This brings us to the merits. Adkins and the twelve other plaintiffs are dairy delivery drivers Safeway hired before 1969 and paid, in part, on a commission basis. Drivers Safeway hired after 1969 were paid solely on an hourly basis. By 1989, the pre-1969 workers were being paid an average of $53,210 annually, while the post-1969 workers were receiving $38,-483 for exactly the same work. Under the terms of a collective bargaining agreement executed that year between Safeway and Local 246, all drivers are now paid only an hourly wage. (A number of non-wage benefits continue to be allocated on a seniority basis.) According to the affidavit of a Safeway official, the change was intended to bring the company’s pay structure into line with its competitors, and to further efficiency in delivery operations. The change has had the undisputed effect of reducing the average wages of Adkins and his fellow pre-1969 drivers while increasing the average wages of the post-1969 drivers. Noting that the pre-1969 drivers averaged 54 years of age, while the post-1969 drivers were on average 8 years younger (Adkins was 54 in 1989), plaintiffs filed suit under the Age Discrimination in Employment Act, 29 U.S.C. § 623.

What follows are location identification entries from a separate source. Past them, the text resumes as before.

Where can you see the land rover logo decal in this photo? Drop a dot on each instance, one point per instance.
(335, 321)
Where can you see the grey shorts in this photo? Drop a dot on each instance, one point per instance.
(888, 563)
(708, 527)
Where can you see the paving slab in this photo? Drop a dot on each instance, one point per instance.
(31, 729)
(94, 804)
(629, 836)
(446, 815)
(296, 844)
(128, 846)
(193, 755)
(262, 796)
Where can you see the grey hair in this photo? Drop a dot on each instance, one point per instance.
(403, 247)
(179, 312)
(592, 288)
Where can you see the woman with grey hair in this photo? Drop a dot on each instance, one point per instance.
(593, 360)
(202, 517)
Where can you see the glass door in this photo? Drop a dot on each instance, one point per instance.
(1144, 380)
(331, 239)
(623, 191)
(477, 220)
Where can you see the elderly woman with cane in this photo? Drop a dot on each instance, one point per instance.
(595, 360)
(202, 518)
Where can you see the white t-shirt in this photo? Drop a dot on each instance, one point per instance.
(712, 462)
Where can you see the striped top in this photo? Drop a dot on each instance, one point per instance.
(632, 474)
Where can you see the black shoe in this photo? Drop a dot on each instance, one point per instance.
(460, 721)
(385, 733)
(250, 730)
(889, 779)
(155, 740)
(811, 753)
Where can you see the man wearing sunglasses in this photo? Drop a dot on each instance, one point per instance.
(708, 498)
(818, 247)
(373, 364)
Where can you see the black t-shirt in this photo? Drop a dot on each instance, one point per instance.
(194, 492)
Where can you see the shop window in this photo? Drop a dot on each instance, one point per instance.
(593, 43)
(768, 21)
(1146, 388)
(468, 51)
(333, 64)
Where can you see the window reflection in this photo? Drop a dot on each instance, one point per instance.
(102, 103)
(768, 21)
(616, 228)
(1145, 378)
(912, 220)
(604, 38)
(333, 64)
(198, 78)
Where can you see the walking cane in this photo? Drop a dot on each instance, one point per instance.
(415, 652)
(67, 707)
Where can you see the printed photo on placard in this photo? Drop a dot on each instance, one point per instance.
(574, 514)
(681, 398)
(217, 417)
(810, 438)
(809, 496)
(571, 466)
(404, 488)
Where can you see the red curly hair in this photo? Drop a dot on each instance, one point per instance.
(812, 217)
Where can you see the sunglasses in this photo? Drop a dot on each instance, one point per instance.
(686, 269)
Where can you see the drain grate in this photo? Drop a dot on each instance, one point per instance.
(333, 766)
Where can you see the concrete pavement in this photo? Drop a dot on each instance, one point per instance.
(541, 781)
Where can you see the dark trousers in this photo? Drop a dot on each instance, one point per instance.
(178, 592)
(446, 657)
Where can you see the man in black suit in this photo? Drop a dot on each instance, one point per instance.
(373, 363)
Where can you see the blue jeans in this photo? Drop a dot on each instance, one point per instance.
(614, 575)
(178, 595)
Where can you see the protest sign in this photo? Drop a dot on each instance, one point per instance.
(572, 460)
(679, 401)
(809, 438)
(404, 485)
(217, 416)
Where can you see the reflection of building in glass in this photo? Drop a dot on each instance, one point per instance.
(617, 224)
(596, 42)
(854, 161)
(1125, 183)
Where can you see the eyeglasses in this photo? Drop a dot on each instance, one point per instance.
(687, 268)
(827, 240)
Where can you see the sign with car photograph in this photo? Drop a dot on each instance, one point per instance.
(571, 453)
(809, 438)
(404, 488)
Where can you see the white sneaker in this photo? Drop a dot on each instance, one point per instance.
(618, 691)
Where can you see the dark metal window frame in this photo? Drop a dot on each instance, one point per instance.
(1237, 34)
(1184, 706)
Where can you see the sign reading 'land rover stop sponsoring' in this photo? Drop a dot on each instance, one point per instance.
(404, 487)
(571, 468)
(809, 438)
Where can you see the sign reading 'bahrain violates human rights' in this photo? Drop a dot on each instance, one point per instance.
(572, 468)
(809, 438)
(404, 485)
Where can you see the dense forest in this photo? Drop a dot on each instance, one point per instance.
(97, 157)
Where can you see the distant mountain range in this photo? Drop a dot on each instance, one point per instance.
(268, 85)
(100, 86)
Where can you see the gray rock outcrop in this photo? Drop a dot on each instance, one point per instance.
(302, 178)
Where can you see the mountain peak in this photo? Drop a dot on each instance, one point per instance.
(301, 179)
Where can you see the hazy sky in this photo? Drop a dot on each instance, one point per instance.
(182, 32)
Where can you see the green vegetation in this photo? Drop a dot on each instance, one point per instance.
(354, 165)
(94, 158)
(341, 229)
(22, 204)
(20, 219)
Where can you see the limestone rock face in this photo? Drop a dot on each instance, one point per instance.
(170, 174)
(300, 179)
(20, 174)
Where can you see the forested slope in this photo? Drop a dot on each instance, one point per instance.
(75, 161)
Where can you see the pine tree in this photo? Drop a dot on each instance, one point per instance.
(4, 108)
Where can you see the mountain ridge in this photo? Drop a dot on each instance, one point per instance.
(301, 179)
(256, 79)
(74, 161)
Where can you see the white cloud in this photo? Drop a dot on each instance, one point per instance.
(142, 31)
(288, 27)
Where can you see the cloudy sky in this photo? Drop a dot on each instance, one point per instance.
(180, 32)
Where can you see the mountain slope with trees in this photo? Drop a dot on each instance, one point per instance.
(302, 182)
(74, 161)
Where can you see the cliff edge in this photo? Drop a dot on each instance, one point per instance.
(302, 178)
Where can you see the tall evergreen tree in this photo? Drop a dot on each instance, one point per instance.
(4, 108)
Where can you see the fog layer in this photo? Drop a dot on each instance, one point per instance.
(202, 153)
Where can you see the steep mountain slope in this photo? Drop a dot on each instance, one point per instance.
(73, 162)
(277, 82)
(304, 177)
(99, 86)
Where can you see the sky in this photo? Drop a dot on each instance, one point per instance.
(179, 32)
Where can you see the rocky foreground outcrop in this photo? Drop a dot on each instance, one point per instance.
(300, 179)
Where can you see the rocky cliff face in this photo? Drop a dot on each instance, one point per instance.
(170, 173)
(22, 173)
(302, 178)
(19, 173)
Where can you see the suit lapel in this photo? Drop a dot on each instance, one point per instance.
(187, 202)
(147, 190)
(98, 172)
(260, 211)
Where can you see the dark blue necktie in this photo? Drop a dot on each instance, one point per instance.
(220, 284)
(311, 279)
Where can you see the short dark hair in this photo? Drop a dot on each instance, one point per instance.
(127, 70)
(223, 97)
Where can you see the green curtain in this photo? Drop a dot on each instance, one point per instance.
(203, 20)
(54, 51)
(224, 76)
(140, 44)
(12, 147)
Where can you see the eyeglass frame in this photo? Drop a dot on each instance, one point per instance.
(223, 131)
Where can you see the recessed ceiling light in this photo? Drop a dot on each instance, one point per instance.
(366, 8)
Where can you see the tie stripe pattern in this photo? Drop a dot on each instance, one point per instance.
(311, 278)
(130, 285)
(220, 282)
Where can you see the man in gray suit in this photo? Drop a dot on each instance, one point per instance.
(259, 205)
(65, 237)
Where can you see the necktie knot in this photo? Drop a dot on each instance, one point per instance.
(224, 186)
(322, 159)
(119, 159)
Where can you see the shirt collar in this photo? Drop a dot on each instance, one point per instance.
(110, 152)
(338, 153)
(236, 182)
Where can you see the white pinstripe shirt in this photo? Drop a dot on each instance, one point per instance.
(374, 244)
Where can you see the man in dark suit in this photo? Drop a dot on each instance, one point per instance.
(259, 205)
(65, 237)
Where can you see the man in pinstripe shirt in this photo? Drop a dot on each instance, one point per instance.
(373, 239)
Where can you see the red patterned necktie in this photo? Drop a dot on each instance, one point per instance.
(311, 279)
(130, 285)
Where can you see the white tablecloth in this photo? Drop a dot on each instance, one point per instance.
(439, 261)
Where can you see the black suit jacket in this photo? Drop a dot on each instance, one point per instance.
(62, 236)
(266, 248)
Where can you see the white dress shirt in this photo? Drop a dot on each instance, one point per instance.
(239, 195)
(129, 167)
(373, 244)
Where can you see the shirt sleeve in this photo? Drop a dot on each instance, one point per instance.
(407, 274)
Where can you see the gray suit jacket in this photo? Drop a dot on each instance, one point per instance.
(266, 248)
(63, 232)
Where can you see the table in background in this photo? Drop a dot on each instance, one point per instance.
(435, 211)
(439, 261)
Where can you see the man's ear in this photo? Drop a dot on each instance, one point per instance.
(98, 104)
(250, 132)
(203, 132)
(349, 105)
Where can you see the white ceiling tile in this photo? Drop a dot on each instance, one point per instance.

Judge Lamberth’s well-reasoned opinion granting defendants’ motion for summary judgment concluded that plaintiffs had failed to establish a prima facie case of discrimination and therefore had not shifted the burden to defendants to justify the pay change as the product of a legitimate nondiscriminatory motive. See generally Cuddy v. Carmen, 694 F.2d 853, 856-57 (D.C.Cir.1982). Judge Lamberth wrote:
[T]he facts in the present case do not permit an inference of age discrimination as a factor leading to the elimination of the commission system. The court rejects plaintiffs’ attempt to establish a prima facie case by showing a disparity in the average age of the pre- and post-1969 drivers (54 and 46 years old, respectively). The court believes that plaintiffs’ attempt to stress the difference in average age obscures consideration of the actual factual scenario which reveals that the decision to eliminate the commission system had nothing to do with age.
A comparison of the undisputed age of each pre- and post-1969 driver does not permit an inference of discrimination. While the pre-1969 group does have some individuals who are older than any in the post-1969 group, the post-1969 group has many individuals who are the same age or older than numerous individuals in the pre-1969 group. The court finds that the evidence of the differences in respective ages of individuals of the two dairy driver groups is insufficient to permit an inference of discrimination.
Memorandum Opinion and Order, No. 89-3054, 1991 WL 120194 (D.D.C. June 21, 1991), at 10.
We entirely agree with Judge Lam-berth’s analysis. For the reasons he gave, Adkins has manifestly failed to present sufficient evidence of age discrimination by Safeway or Local 246 to survive summary judgment.
Therefore, the district court’s order granting summary judgment and dismissing the complaint is affirmed.